The emails, obtained via the Freedom of Information Act, show that the campaign to reassure the public about America’s nuclear industry came as the agency’s own experts were questioning U.S. safety standards and scrambling to determine whether new rules were needed to ensure that the meltdown occurring at the Japanese plant could not occur here.
At the end of that long first weekend of the crisis three years ago, NRC Public Affairs Director Eliot Brenner thanked his staff for sticking to the talking points that the team had been distributing to senior officials and the public.
“While we know more than these say,” Brenner wrote, “we’re sticking to this story for now.”
There are numerous examples in the emails of apparent misdirection or concealment in the initial weeks after the Japanese plant was devastated by a 9.0 earthquake and 50-foot tsunami that knocked out power and cooling systems at the six-reactor plant, eventually causing releases of radioactive material:
Trying to distance the U.S. agency from the Japanese crisis, an NRC manager told staff to hide from reporters the presence of Japanese engineers in the NRC’s operations center in Maryland.

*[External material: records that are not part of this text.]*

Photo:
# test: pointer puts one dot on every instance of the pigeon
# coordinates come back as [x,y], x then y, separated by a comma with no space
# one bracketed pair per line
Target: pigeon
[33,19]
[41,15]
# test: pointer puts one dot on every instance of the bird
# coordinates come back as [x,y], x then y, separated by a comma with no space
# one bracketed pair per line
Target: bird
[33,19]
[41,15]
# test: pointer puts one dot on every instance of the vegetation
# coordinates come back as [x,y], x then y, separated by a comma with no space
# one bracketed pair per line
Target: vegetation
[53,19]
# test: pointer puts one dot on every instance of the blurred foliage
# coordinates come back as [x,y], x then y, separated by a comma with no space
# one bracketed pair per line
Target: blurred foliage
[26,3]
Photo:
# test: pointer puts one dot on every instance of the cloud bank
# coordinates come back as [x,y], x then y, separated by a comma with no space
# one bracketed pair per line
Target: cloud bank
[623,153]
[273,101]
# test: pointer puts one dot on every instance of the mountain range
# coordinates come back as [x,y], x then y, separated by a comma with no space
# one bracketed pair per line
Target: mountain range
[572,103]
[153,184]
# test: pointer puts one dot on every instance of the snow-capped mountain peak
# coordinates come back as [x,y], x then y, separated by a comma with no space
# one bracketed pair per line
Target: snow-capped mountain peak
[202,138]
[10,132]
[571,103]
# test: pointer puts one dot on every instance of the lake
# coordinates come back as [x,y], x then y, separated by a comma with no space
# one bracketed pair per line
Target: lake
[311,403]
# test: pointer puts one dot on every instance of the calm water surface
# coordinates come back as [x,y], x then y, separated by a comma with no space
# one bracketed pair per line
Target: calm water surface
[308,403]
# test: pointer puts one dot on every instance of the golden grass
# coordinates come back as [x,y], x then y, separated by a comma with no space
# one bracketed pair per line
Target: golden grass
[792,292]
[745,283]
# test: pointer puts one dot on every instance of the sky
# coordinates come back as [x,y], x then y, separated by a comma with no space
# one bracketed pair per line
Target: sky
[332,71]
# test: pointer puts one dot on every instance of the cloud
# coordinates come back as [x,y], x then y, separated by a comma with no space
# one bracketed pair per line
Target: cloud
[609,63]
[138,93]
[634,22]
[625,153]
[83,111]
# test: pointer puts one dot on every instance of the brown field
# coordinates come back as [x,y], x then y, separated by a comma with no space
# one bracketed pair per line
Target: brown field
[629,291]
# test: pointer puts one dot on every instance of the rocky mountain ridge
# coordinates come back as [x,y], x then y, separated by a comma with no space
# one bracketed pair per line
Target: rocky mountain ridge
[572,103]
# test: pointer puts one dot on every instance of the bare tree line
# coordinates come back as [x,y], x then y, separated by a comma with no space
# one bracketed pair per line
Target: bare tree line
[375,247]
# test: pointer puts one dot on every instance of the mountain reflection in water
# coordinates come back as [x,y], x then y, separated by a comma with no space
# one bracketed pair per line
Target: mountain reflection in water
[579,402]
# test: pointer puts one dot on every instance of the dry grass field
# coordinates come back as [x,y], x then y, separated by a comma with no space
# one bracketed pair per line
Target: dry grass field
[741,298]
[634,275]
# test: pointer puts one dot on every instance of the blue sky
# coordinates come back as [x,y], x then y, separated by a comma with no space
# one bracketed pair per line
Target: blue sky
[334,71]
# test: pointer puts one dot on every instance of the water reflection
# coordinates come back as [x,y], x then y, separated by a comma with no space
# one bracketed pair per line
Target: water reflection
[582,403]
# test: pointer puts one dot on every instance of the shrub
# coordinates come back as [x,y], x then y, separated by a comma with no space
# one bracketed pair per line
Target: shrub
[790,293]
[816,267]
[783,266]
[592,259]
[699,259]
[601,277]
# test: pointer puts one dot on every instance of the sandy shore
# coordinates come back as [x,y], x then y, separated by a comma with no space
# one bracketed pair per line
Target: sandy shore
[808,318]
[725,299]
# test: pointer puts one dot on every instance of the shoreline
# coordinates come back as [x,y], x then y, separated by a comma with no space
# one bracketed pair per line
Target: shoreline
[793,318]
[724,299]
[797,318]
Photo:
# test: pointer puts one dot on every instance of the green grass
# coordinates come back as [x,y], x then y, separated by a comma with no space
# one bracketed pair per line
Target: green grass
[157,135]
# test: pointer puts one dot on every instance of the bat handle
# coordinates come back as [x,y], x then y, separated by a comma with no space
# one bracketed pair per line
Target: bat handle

If asked whether the Diablo Canyon Power Plant on the California coast could withstand the same size tsunami that had hit Japan, spokespeople were told not to reveal that NRC scientists were still studying that question. As for whether Diablo could survive an earthquake of the same magnitude, “We’re not so sure about, but again we are not talking about that,” said one email.
When skeptical news articles appeared, the NRC dissuaded news organizations from using the NRC’s own data on earthquake risks at U.S. nuclear plants, including the Indian Point Energy Center near New York City.
And when asked to help reporters explain what would happen during the worst-case scenario — a nuclear meltdown — the agency declined to address the questions.
As the third anniversary of Fukushima on Tuesday approaches, the emails pull back the curtain on the agency’s efforts to protect the industry it is supposed to regulate. The NRC officials didn’t lie, but they didn’t always tell the whole truth either. When someone asked about a topic that might reflect negatively on the industry, they changed the subject.
NBC News requested in late March 2011 all of the emails sent and received by certain NRC staffers during the first week of the crisis. Other news organizations and watchdogs filed similar requests. The NRC has now been posting thousands of emails in its public reading room over the past two years.
The NRC declined to discuss specific emails or communications. But Brenner provided an emailed statement: “The NRC Office of Public Affairs strives to be as open and transparent as possible, providing the public accurate information in the proper context. We take our communication mission seriously. We did then and we do now. The frustration displayed in the chosen e-mails reflects more on the extreme stress our team was under at the time to assure accuracy in a context in which information from Japan was scarce to nonexistent. These e-mails fall well short of an accurate picture of our communications with the American public immediately after the event and during the past three years.”
Dating back to the Three Mile Island nuclear crisis in 1979, many nuclear watchdogs and critics have said that the NRC acts first to protect the industry, and its own reputation. One critic said these emails solidify that perception.
“The NRC knew a lot more about what was going on than it wanted to tell the American people,” said Edwin Lyman, senior scientist at the nuclear watchdog group Union of Concerned Scientists and co-author of the new book “Fukushima: The Story of a Nuclear Disaster,” which relied on some of the same emails. “They immediately put out information that implied that U.S. reactors were in a better position to withstand Fukushima type events than Fukushima reactors were, but it was clear that the what the NRC knew internally was not nearly as positive.”